I am often asked how Knight Rusty came to be. The answer to that question is as simple as it is complicated: not overnight.
As far back as the early seventies when I was sitting in elementary school, I would decorate my dictation papers with doodles. Later on, I made small booklets with cartoons, poems, and stories which I gave to my parents, friends and classmates. They all had different themes like volleyball, pirates and knight’s castles. One of these little books was about a small dragon from pre-historical times, who preoccupied me ever since and of course, in time, would turn out to be Koke. But it would still be a while before then because I turned to music next. Even today, music still holds a special interest for me. At one point, though, I found out that I was actually a better artist than a musician. And I could write – seeing as how I’m descended from a family of chronically crazy rhyme-makers, whose most famous offspring, Joachim Ringelnatz, was a poet, it seemed that writing was in my blood.

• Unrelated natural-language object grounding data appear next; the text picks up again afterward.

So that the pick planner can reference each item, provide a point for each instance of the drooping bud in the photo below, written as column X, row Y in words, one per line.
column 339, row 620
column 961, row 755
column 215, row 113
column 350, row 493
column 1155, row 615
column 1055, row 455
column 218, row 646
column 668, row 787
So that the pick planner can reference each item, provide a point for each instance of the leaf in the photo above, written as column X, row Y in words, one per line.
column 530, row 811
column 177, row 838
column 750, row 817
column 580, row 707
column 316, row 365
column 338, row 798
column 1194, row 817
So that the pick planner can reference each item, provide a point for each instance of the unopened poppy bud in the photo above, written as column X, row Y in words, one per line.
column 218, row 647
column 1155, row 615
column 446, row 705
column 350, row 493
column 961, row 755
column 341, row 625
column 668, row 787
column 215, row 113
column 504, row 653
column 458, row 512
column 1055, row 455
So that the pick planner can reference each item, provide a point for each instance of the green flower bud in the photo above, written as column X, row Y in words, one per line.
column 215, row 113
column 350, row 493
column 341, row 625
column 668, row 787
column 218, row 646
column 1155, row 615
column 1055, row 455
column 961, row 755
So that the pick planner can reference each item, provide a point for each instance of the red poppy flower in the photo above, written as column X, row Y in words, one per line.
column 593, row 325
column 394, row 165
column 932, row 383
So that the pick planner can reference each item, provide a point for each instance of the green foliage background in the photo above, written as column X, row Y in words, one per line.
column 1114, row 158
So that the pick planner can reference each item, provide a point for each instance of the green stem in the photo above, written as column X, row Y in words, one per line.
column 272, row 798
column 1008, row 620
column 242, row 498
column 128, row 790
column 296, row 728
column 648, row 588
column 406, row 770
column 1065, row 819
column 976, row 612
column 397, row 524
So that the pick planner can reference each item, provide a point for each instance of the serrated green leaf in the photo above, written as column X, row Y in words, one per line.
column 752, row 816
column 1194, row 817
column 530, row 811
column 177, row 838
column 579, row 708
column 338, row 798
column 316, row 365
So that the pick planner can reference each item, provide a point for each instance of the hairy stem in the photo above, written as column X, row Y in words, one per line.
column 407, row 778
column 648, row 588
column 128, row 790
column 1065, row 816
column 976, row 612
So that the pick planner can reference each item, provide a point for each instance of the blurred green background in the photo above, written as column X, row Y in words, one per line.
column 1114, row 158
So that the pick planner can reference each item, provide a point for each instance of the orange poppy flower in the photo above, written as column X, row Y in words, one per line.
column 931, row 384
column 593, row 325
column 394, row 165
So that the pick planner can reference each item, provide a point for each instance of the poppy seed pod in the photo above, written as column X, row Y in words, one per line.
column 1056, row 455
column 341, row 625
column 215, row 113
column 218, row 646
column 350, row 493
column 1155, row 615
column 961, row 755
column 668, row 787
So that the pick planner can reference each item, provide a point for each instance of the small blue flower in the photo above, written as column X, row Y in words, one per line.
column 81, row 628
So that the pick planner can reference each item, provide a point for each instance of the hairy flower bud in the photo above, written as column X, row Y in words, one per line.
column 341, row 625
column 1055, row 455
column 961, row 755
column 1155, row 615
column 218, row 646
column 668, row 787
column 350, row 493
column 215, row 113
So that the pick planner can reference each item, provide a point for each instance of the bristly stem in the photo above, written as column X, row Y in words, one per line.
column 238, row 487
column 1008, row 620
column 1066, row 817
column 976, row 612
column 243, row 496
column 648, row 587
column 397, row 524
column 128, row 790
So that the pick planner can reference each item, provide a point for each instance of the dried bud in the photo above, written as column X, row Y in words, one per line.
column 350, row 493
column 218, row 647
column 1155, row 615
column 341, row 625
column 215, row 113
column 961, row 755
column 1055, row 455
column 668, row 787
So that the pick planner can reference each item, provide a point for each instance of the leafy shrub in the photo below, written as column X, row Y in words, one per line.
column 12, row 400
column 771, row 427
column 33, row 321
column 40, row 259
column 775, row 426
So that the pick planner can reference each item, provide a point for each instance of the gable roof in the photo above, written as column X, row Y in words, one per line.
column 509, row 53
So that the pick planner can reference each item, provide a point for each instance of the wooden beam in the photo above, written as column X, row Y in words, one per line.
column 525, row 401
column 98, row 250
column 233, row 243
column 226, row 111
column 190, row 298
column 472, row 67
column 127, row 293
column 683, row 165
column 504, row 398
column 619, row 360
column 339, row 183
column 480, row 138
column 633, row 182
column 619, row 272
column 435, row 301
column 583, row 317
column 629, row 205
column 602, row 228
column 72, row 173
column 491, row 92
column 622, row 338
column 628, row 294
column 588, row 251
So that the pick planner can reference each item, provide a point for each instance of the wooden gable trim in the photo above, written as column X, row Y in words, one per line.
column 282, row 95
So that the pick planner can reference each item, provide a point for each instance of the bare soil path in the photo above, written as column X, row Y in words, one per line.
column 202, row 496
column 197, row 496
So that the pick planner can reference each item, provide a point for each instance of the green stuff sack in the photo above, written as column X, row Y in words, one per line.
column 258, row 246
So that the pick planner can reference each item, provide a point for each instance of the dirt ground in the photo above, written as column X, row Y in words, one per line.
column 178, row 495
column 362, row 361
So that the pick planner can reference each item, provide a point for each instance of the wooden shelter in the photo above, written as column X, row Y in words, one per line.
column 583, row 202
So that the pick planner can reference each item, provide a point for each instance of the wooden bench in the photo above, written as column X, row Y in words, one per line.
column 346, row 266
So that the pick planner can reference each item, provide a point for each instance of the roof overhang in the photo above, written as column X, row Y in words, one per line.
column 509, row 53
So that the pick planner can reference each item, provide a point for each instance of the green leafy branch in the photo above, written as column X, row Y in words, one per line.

So, I had my world: drawing, writing and music, and it’s just wonderful how I can combine all three of these inclinations into my work today. Yet, back then, I was mainly occupied with drawing. Even in high school, I began publishing political caricatures in our hometown newspaper. On the side, I drew music cartoons for a few professional journals, nothing spectacular, but it was a little extra income. Some of my cartoons were even published in a few major German newspapers, for instance the Süddeutsche Zeitung, The Vienna Journal and Die Zeit. Looking back, however, all these were five-finger exercises, because I was about to encounter a formative experience: meeting my great idol Paul Flora.